Profiling is a controversial topic — I barely need to say that, really. Among the general public, there are those who feel that they have nothing to hide (though, let’s be honest, those tend to be those who don’t usually “fit the profile”), and those who feel over-burdened by profiled stops. There’s the common sarcastic comment that someone was “pulled over for Driving While Black.”
Even among the police, there are two sides. Stick a “profiler” into a kidnapping investigation, and you’ll see plenty of animosity, as the “real investigators” just want to do their jobs, while the profiler is giving them sometimes-vague, wispy ideas about the kidnapper. His parents are probably divorced. Probably. He doesn’t like his mother. Where’s that going to lead the investigation?

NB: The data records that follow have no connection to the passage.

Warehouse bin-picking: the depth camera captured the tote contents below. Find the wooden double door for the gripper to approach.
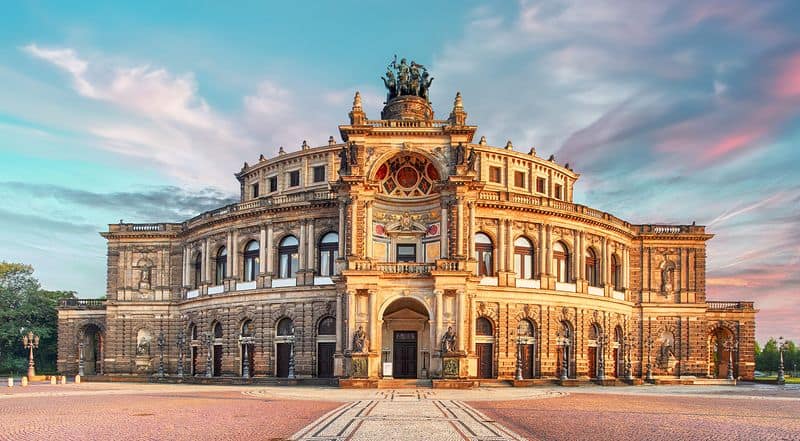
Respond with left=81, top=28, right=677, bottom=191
left=392, top=331, right=417, bottom=378
left=475, top=343, right=494, bottom=378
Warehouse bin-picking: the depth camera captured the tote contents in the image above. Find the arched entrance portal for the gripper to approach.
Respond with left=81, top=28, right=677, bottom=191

Yet we rely on some sorts of profiles to narrow our searches, to give us a better chance of finding the wrongdoers. Obviously, when we have a specific description for a specific crime, it makes the job possible, especially in a city of 8 million residents. We know the guy who snatched the purse was a young white man with blonde hair, about five-foot-eight, 160 pounds, wearing a denim jacket. There’s a physical profile. There’s no point in stopping black men or Latinos, nor tall white men, nor bald white men (he could have shaved his head after the robbery, of course, but...).
But that profile is sufficient narrow and sufficiently focused on the crime at hand to be useful. What if we just generally thought that purse snatchers are most often young white blonde men, and we just started shaking down every white guy under 25 with blonde hair? Would that be acceptable, do you think?
And so we have New York City’s stop-and-frisk policy, which results in a huge number of blacks being stopped, and a pretty heft number of Latinos as well. Very few of these stops result in arrests, and the police department’s own statistics say that, apart from that, very few really had much cause to be stopped. It’s just that the officers involved felt that they had a plausible reason to stop them.
The fact is, of course, that a police officer can always claim a plausible reason to stop you. You were, he need only say, “acting suspiciously,” such a vague observation that it can’t possibly be contested. Maybe you were looking around furtively — or maybe you weren’t sure which way you needed to go, or maybe the officer just needed something to say.
The fourth amendment to the U.S. Constitution is meant to protect us from “unreasonable searches and seizures”:
The right of the people to be secure in their persons, houses, papers, and effects, against unreasonable searches and seizures, shall not be violated, and no warrants shall issue, but upon probable cause, supported by oath or affirmation, and particularly describing the place to be searched, and the persons or things to be seized.
The trouble is that if the police needed to get a warrant to stop a criminal on the street, every street thug would get away. So the courts have adjusted things, allowing an officer of the law to assess probable cause personally, in minute-to-minute situations, where warrants are impractical. Like when they’re chasing a purse snatcher, or a suspected one.
And, of course, as happens with these sorts of things, that allowance for judgment is being abused. Most disturbing, though, is that it’s not just being abused by officers on the street, but it’s being abused by department policy sent down from the top levels of the city’s government.
New York City’s streets are not being made safer by these shakedowns, nor by the subsequent privacy disaster of keeping permanent records of everyone they’ve stopped. What’s more, the practice is eroding what connections have been established between the police and the communities. This policy has police officers performing unreasonable searches, in violation of the fourth amendment. It needs to be shut down.
1 comment:
New York City’s streets are not being made safer by these shakedowns, nor by the subsequent privacy disaster of keeping permanent records of everyone they’ve stopped.
I'd say the streets are being made less safe, in fact.